Hoje, fiz força para não ler notícias de guerra. São difíceis de digerir e me deixam avassalada. Destruição, sangue, desespero... Crianças em sofrimento... Fogo, medo, dor, exaustão, desesperança... É duro demais. Baixemos a cortina por um dia pelo menos, mudemos a cena. Falemos de coisas leves, de amizade, de felicidade que certos gestos, quase sempre discretos, às vezes imperceptíveis nos causam. É que hoje recebi demonstrações de afeto, de respeito e carinho de diversas pessoas, em horas diferentes, por motivos diferentes também. E percebi que nada alimenta mais o íntimo da gente do que essas pequenas remessas
de apreço, de bem-querer desinteressado. Um jato de felicidade em meu eu tenso e descontente com o clima que ameaça paz de todos nós.
Precisava haver a Internet para criar a possibilidade de afinidade entre pessoas que nunca se viram. E como tiramos desse fato momentos positivos de entendimento, de alegria, de ternura, de satisfação, de festa, de união! Parte dos motivos da minha satisfação de hoje deriva de contatos cibernéticos.
Um brinde a meus companheiros de rede através da poesia bonita de uma amiga que, por acaso, hoje me fez feliz com seu jeito delicado e sua palavra cativante.

ESPERA

Lêda Mello


Calmamente,
passam as águas.
O marulhar ingênuo,
hipnótico,
profético,
faz compasso
para o tempo que passa
no descompasso
do meu tempo.


Um vento forte
encrespa as águas.
À minha frente,
a melancolia
da paisagem estática.
Nada acontece.
O marasmo
provoca
um ensaio de aflição.
O tempo passa.
A vida passa.
Permaneço sentada.
Minha cadeira não tem rodas.
Não sai do lugar.
Esqueceram de vir me buscar.


Obrigada, amigos, que me deixaram contente. Sinto-me mais forte para acompanhar o desenrolar da guerra.
Um fim de semana proveitoso para todos. Até.

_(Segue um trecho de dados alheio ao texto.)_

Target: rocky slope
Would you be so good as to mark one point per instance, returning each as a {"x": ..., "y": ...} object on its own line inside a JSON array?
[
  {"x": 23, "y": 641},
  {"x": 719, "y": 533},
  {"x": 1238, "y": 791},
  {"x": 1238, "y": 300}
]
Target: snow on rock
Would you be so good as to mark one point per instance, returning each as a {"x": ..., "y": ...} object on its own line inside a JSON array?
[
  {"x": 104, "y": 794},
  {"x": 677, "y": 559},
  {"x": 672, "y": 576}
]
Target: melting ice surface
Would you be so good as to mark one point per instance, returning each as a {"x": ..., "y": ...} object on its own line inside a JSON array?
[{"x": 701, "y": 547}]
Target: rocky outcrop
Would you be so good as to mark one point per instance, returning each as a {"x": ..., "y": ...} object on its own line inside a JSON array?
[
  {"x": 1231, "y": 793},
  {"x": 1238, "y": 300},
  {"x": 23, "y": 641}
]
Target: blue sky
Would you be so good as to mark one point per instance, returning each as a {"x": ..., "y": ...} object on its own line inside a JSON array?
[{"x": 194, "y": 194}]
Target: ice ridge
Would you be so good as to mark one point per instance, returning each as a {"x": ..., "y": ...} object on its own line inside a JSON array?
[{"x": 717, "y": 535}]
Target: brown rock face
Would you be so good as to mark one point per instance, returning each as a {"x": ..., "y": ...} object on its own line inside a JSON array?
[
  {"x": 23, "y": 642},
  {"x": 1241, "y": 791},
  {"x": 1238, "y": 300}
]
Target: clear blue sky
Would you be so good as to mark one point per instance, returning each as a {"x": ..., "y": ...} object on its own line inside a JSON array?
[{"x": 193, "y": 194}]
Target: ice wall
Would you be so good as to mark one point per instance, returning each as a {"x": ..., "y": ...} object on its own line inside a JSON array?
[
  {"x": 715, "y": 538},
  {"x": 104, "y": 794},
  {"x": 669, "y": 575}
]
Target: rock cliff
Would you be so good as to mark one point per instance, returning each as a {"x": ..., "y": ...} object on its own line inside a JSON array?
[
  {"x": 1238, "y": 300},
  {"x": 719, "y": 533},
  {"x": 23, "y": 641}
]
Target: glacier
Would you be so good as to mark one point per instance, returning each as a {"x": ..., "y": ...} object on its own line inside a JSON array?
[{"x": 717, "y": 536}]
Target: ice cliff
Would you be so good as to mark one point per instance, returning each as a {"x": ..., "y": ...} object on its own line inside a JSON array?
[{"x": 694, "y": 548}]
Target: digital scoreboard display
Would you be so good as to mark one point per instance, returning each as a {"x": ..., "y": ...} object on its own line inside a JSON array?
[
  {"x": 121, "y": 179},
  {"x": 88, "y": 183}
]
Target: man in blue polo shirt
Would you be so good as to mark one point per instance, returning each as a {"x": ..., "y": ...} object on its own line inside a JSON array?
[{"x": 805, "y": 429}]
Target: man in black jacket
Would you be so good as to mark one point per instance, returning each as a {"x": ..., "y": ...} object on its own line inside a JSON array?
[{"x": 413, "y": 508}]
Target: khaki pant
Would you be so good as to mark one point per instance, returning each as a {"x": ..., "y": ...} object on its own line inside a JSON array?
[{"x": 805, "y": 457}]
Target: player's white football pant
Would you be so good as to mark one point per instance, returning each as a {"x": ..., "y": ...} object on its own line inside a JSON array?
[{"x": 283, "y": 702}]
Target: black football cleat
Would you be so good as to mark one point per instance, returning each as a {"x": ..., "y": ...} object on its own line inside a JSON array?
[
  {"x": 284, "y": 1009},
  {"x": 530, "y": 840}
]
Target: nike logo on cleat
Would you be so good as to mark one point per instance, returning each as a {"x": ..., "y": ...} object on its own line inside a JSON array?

publicado por Magaly Magalhães às 12:59 AM
21.3.03
 
"É IMPOSSÍVEL DEIXAR DE LAMENTAR OS DESATINOS DA HUMANIDADE QUANDO, MAIS UMA VEZ , ELA SE LANÇA AO PRECIPÍCIO."

Está no artigo "A MARCHA DA INSENSATEZ" de Cora Rónai, no Segundo Caderno de O Globo de hoje, 20 / 03 / 03.

Eu não conseguia crer que esta guerra seria levada a cabo. Até a última hora, esperei que algo sustasse esse ato de insensatez, como bem disse Cora. Infelizmente, fui forçada a acreditar quando, diante da televisão, assisti ao primeiro bombardeio sobre Bagdá.

Onde os princípios humanísticos que deveriam nortear o homem? De que serve o progresso científico em todas as áreas do conhecimento humano se, para a solução de problemas externos, ainda é válida a demonstração de força e abuso de poder? Não se massacra uma população sem condição de fuga para devolver-lhe a liberdade.

As nações líderes do mundo tinham que ter encontrado um meio de depor o ditador iraquiano antes que a nação mais bem armada do mundo agisse ditatorialmente, como está acontecendo. Quais serão os corolários desta demonstração? Olho com espanto e angústia o fantasma de uma ditadura planetéria. E a massa alienada de americanos, anestesiada da maneira como fala nossa indignada Cora, pode muito bem servir aos fins beligerantes deste insensato governo dos EEUU.

Que a sensatez aflore nas mentes responsáveis dos homens que ainda têm voz no concerto das nações e guie a humanidade para uma ação de desarmamento total. Só assim, poderemos vislumbrar a possibilidade de paz definitiva no universo.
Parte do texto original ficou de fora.